= Abijah Chauncey Owen =

Abijah Chauncey Owen (1824 – 1853) was a Massachusetts born person who travelled west to participate in the California Gold Rush.

==Family life==
He was the son of Abijah Owen (1789-1866) and Laura Eggleston Owen (~1794-1881). His father was a prominent farmer in Westfield, Massachusetts, listed in a book of the "Rich Men of Massachusetts." His grandfather, Abijah Owen (1753-1808) also lived in Westfield. He was married to Miriam Brooks (~1758-1841) of West Springfield in 1784. In 1787, the Rev.

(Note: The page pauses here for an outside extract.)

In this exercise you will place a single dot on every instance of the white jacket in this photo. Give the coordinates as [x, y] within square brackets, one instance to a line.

Noah Atwater of the First Congregational Church of Westfield preached at Abijah Owen's house.

Abijah Chauncey Owen's siblings included Chauncey Abijah Owen, who died at age 1, Miriam S. Owen, Homer Owen, and Emily Laura Owen, who married Dr. Horace Jacobs. Most of the family members are buried in the Owen District Cemetery in Westfield.
His middle name was used for his nephew, Chauncey Alonzo Jacobs, and his great nephew, William Chauncey Rice.

==Gold Rush==
He sailed for California on the S.S. Edward Everett in January 1849, with very little money, but a letter attesting to his character.

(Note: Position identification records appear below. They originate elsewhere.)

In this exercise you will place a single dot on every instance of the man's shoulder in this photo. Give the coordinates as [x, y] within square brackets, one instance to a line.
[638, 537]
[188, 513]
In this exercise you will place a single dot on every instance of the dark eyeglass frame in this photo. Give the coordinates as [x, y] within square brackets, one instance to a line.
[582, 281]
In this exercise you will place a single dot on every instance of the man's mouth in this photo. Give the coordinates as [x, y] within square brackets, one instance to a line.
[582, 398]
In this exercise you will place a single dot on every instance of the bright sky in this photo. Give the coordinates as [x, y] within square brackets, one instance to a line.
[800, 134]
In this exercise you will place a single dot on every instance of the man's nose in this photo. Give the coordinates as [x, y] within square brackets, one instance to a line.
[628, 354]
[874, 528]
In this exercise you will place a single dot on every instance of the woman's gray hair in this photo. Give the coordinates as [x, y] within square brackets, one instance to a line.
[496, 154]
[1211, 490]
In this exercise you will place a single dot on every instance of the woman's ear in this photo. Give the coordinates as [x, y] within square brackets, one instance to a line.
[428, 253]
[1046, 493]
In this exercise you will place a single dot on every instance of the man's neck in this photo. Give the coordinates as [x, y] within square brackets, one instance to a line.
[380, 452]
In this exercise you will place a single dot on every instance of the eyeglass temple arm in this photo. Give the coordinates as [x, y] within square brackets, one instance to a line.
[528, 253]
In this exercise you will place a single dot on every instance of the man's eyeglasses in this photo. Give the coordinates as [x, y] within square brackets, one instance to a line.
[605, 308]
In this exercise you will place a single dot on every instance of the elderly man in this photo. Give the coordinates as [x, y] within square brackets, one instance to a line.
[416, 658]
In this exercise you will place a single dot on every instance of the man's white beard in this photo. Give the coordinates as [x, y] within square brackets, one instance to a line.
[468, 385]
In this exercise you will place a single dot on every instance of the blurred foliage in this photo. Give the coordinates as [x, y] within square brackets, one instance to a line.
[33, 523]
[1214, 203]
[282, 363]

He worked for the Boston and California Mining Company, and he travelled with recommendation letters attesting to his character. The ship landed in Benicia, California.

After finding some gold and even selling some to the U.S. Mint, Owen moved around, and even did some farm work.
He contracted Cholera and died in Sacramento on April 12, 1853 at age 29. He is buried in his family plot in Westfield, Massachusetts.